Having trouble with parallel Haskell

I intended to write a half chapter or so about parallel programming in Haskell for the book I'm working on, but I've been coming to the conclusion that the time is not yet ripe for this. I hope it will be helpful if I share my experiences here. Specifically, I was planning to write about parallel programming in pure code: use of "par" and programming with strategies. The most substantial problem is that the threaded RTS in GHC 6.8.2 is very crashy in the face of "par": about 90% of my runs fail with a segfault or an assertion failure. Simon Marlow mentioned that this bug is fixed, but I've been unsuccessful in building a GHC 6.8.3 release candidate snapshot so far, so I can't verify this. When a run does go through, I have found it surprisingly difficult to actually get both cores of a dual-core system to show activity. As there are no tools I can use to see what is happening, I am stumped. It is of course quite likely that I am doing something wrong that results in unexpected dependencies, but I cannot find a means to gaining insight into the problem.

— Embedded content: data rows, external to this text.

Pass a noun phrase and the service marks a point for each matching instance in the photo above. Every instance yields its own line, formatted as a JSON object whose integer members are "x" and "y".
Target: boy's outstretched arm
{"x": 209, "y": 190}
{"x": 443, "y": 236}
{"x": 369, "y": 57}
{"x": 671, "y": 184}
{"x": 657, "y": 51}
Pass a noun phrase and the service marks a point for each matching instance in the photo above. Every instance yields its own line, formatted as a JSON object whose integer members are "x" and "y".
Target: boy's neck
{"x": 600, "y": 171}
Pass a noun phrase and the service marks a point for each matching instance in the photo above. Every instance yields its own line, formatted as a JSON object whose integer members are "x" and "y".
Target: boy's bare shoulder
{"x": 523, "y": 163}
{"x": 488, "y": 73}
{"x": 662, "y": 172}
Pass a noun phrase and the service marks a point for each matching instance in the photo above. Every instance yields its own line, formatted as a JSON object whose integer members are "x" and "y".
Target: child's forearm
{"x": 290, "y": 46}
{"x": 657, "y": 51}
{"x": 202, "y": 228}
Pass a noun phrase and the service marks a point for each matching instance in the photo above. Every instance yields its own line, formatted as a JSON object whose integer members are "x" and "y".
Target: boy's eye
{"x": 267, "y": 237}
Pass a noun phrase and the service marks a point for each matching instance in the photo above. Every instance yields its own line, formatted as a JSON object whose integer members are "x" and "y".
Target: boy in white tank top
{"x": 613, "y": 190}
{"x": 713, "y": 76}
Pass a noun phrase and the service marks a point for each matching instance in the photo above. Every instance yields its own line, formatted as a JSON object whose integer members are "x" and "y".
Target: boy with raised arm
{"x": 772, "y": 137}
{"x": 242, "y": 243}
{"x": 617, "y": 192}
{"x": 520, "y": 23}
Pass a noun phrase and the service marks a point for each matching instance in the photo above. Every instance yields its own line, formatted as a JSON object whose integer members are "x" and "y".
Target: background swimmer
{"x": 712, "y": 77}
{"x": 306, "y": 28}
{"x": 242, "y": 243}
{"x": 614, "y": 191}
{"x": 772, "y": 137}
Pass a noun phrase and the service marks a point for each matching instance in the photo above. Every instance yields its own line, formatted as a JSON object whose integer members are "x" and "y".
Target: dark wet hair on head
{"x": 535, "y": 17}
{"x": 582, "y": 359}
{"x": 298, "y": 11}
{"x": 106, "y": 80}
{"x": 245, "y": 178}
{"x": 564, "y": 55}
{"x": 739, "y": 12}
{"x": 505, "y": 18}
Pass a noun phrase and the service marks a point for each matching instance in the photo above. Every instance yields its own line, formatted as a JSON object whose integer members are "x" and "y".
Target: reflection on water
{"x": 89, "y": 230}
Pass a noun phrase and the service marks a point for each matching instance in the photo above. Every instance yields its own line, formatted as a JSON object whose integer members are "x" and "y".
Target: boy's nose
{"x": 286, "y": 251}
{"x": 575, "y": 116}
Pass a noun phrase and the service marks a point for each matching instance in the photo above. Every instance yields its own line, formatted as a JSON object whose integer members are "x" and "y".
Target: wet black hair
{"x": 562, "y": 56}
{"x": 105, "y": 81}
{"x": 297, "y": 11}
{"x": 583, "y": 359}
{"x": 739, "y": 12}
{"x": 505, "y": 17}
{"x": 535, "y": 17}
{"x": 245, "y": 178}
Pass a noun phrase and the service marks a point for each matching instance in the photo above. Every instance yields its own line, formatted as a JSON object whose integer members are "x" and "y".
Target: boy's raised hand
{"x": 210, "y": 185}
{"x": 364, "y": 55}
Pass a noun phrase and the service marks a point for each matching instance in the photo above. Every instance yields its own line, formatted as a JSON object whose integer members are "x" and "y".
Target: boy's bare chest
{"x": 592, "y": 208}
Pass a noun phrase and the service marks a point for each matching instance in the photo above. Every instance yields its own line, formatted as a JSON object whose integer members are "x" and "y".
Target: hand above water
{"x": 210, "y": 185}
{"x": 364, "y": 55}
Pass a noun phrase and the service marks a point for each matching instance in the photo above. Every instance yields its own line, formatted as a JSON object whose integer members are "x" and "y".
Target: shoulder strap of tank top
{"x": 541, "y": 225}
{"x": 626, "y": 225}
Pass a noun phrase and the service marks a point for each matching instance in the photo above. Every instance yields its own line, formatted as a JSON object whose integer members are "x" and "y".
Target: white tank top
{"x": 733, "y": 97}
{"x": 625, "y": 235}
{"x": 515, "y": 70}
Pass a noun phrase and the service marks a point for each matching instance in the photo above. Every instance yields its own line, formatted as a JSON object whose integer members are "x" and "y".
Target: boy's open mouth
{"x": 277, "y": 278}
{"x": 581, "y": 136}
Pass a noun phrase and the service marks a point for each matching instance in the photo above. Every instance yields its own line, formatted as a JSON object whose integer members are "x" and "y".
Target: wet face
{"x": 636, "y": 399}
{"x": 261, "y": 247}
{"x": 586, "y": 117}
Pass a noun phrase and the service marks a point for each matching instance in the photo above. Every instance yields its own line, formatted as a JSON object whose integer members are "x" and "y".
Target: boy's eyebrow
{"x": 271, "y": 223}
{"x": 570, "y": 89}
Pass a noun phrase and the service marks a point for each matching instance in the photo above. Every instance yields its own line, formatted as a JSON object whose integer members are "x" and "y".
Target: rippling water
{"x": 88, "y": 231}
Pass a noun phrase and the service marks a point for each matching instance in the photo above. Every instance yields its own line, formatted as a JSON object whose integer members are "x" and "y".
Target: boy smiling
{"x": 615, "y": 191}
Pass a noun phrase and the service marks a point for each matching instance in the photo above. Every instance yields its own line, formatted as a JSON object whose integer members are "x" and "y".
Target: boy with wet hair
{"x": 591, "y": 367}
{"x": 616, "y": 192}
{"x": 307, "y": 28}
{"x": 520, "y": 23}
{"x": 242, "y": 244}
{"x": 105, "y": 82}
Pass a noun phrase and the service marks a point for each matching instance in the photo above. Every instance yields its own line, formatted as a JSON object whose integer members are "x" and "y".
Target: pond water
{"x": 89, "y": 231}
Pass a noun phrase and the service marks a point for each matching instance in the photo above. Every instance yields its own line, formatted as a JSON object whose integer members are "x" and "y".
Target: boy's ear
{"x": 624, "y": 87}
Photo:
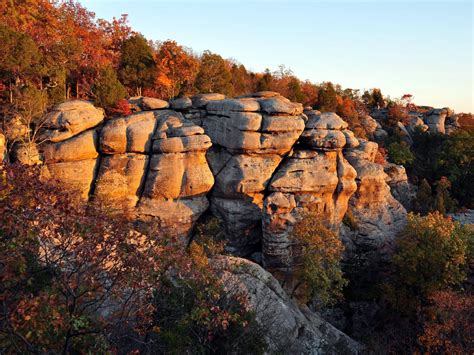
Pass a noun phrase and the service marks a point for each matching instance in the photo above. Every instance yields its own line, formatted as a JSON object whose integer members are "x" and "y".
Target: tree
{"x": 265, "y": 82}
{"x": 107, "y": 89}
{"x": 327, "y": 98}
{"x": 318, "y": 252}
{"x": 76, "y": 279}
{"x": 18, "y": 57}
{"x": 137, "y": 69}
{"x": 176, "y": 69}
{"x": 213, "y": 75}
{"x": 294, "y": 92}
{"x": 431, "y": 255}
{"x": 400, "y": 153}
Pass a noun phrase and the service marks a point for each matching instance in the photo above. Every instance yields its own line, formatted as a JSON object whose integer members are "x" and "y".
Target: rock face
{"x": 316, "y": 175}
{"x": 290, "y": 329}
{"x": 3, "y": 147}
{"x": 250, "y": 137}
{"x": 377, "y": 215}
{"x": 151, "y": 164}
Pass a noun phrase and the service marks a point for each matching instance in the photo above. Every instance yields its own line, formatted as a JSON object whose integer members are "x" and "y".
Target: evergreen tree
{"x": 213, "y": 75}
{"x": 137, "y": 69}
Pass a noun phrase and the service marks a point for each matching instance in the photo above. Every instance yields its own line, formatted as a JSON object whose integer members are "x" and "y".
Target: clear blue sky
{"x": 420, "y": 47}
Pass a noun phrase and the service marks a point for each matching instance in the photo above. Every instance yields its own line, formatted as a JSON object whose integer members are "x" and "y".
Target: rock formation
{"x": 259, "y": 163}
{"x": 250, "y": 137}
{"x": 290, "y": 329}
{"x": 317, "y": 176}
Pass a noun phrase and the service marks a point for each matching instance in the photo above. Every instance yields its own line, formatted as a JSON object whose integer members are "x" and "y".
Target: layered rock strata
{"x": 250, "y": 137}
{"x": 316, "y": 177}
{"x": 151, "y": 164}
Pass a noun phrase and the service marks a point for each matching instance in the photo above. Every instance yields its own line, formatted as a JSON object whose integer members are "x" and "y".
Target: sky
{"x": 424, "y": 48}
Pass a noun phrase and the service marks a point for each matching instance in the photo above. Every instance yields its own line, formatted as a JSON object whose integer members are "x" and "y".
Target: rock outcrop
{"x": 289, "y": 329}
{"x": 151, "y": 164}
{"x": 376, "y": 215}
{"x": 314, "y": 176}
{"x": 3, "y": 147}
{"x": 251, "y": 136}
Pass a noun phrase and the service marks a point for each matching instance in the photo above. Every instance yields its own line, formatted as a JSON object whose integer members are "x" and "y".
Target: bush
{"x": 432, "y": 255}
{"x": 76, "y": 280}
{"x": 318, "y": 253}
{"x": 400, "y": 153}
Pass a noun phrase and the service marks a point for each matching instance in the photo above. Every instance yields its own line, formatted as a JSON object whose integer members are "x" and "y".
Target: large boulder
{"x": 377, "y": 217}
{"x": 69, "y": 119}
{"x": 288, "y": 328}
{"x": 3, "y": 147}
{"x": 435, "y": 119}
{"x": 251, "y": 135}
{"x": 315, "y": 177}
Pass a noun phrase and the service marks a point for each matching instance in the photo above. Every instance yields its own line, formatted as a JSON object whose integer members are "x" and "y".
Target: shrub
{"x": 75, "y": 279}
{"x": 318, "y": 253}
{"x": 400, "y": 153}
{"x": 432, "y": 255}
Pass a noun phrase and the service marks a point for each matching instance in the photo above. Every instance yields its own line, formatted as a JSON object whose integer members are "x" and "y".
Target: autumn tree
{"x": 213, "y": 75}
{"x": 18, "y": 58}
{"x": 327, "y": 98}
{"x": 176, "y": 70}
{"x": 137, "y": 68}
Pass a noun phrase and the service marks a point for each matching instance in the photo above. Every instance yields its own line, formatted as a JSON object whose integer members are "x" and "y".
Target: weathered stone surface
{"x": 173, "y": 217}
{"x": 132, "y": 134}
{"x": 318, "y": 180}
{"x": 72, "y": 175}
{"x": 182, "y": 103}
{"x": 201, "y": 100}
{"x": 144, "y": 103}
{"x": 26, "y": 153}
{"x": 279, "y": 105}
{"x": 290, "y": 329}
{"x": 379, "y": 217}
{"x": 325, "y": 120}
{"x": 178, "y": 175}
{"x": 435, "y": 120}
{"x": 81, "y": 147}
{"x": 69, "y": 119}
{"x": 120, "y": 179}
{"x": 369, "y": 125}
{"x": 400, "y": 188}
{"x": 152, "y": 103}
{"x": 323, "y": 139}
{"x": 245, "y": 175}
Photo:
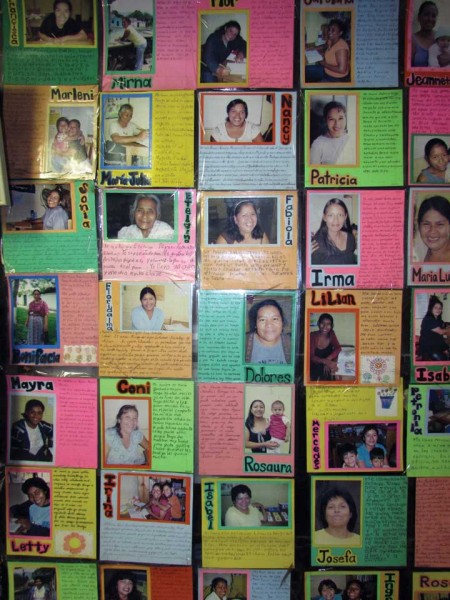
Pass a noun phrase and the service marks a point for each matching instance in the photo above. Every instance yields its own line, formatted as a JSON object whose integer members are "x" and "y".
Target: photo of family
{"x": 38, "y": 207}
{"x": 129, "y": 28}
{"x": 151, "y": 498}
{"x": 34, "y": 311}
{"x": 138, "y": 217}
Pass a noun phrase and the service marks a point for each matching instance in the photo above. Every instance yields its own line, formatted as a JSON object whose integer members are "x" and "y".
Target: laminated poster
{"x": 151, "y": 582}
{"x": 257, "y": 425}
{"x": 353, "y": 338}
{"x": 54, "y": 319}
{"x": 432, "y": 524}
{"x": 57, "y": 579}
{"x": 247, "y": 141}
{"x": 158, "y": 418}
{"x": 259, "y": 37}
{"x": 247, "y": 583}
{"x": 149, "y": 233}
{"x": 428, "y": 431}
{"x": 354, "y": 138}
{"x": 51, "y": 512}
{"x": 427, "y": 61}
{"x": 146, "y": 517}
{"x": 146, "y": 140}
{"x": 248, "y": 523}
{"x": 47, "y": 44}
{"x": 355, "y": 239}
{"x": 143, "y": 48}
{"x": 145, "y": 329}
{"x": 428, "y": 236}
{"x": 430, "y": 351}
{"x": 247, "y": 336}
{"x": 429, "y": 138}
{"x": 350, "y": 517}
{"x": 354, "y": 428}
{"x": 249, "y": 240}
{"x": 50, "y": 226}
{"x": 431, "y": 585}
{"x": 335, "y": 43}
{"x": 44, "y": 416}
{"x": 380, "y": 585}
{"x": 59, "y": 131}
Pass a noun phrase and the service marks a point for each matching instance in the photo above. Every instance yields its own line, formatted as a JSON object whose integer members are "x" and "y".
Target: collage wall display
{"x": 225, "y": 239}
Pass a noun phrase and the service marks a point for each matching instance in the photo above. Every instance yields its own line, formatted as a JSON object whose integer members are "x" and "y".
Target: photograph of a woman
{"x": 433, "y": 344}
{"x": 266, "y": 341}
{"x": 225, "y": 45}
{"x": 431, "y": 244}
{"x": 333, "y": 130}
{"x": 334, "y": 243}
{"x": 336, "y": 514}
{"x": 32, "y": 517}
{"x": 334, "y": 67}
{"x": 31, "y": 437}
{"x": 125, "y": 443}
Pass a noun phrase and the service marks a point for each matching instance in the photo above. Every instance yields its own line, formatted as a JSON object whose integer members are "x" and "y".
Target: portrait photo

As an example, I have a simple parallel quicksort that is very conservative in its sparking, and I get no joy out of it on a dual-core machine: it mostly sticks to a single core. This wouldn't be a problem if I had some way to spot the presumed data dependency that is serialising the code, but no joy.

Bryan O'Sullivan wrote:
| otherwise = rnf lesser `par` (rnf greater `pseq` lesser ++ x:greater)
It seems that `pseq` doesn't have a defined precedence, so it's infixl 9, unlike `seq` and `par` which are infixr 0. Therefore the above is equivalent to | otherwise = rnf lesser `par` ((rnf greater `pseq` lesser) ++ x:greater) (no idea if that's relevant, though) -Isaac

Isaac Dupree wrote:
(no idea if that's relevant, though)
I can't tell either. It doesn't seem to make a difference, at any rate. By the way, I notice that the threaded RTS blocks signals for long periods of time when I run this program. If I hit control-C, it takes several seconds for the program to notice.

Bryan O'Sullivan wrote:
Isaac Dupree wrote:
(no idea if that's relevant, though)
I can't tell either. It doesn't seem to make a difference, at any rate.
By the way, I notice that the threaded RTS blocks signals for long periods of time when I run this program. If I hit control-C, it takes several seconds for the program to notice.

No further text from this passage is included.